Goals - Find the sustained throughput ceiling (events/s and MB/s) of a 3-broker cluster for a defined message size, and explain what bounds it. - Quantify the cost of durability knobs: acks, linger.ms, batch.size, compression, partition count. - Implement an exactly-once consumer (count events into a store) that holds its invariant across consumer restarts, rebalances, and broker failure. - Measure and explain consumer-group rebalance behavior under load.

Non-goals - Running a managed Kafka (MSK/Confluent). Run it yourself so you see the knobs. - Cross-datacenter replication / MirrorMaker (that's the multi-region staff lab). - Schema registry / Avro ergonomics — use a fixed binary payload.

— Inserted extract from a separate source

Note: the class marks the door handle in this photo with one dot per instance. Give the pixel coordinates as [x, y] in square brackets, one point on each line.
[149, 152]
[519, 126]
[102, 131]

3. Functional requirements

  1. A producer (cmd/producer) emits events to topic events with a configurable rate, message size, partition count, and durability profile.
  2. A counter consumer (cmd/counter) consumes events and maintains, per account_id, an exact running total in a store (Postgres or Redis), then exposes the total via a read API.
  3. The system supports two correctness modes, switchable by flag:
  4. at-least-once (baseline) — manual offset commits after processing.
  5. exactly-once — either Kafka transactions (consume-process-produce) or idempotent application writes keyed by (partition, offset). State which you chose and why.
  6. A chaos hook (cmd/chaos) can kill a broker, kill a consumer, and trigger a rolling consumer restart mid-load.

4. Load & data profile

  • Volume: generate and replay ≥ 1 billion events total across runs; single sustained run ≥ 30 minutes at target rate.
  • Message size: test at least two — 256 B (counter events) and 4 KB (fat payload). Report both.
  • Key distribution: account_id is Zipfian (s≈1.1) over 10M accounts, so some partitions get hot keys. This is deliberate — it exposes partition skew.
  • Generator: cmd/gen (or a producer flag) is deterministic given a seed.
  • Traffic model: open-model producer (fixed send rate, not "as fast as the consumer drains") so you can observe lag building.

5. Non-functional requirements / SLOs

Metric Target
Sustained producer throughput (256 B, acks=all, 3 brokers) Find & report the ceiling; justify it (CPU? network? fsync? partitions?)
Counter consumer end-to-end p99 (produce→counted) < 2 s at 80% of throughput ceiling
Consumer lag at steady state (rate below ceiling) Bounded and flat (not monotonically rising)
Exactly-once invariant Exact count after chaos: counted == produced, zero double-counts
Rebalance stop-the-world during rolling restart Measured; report consumer pause duration

The point of the lab is not to hit a magic number — it's to find your cluster's number and explain it.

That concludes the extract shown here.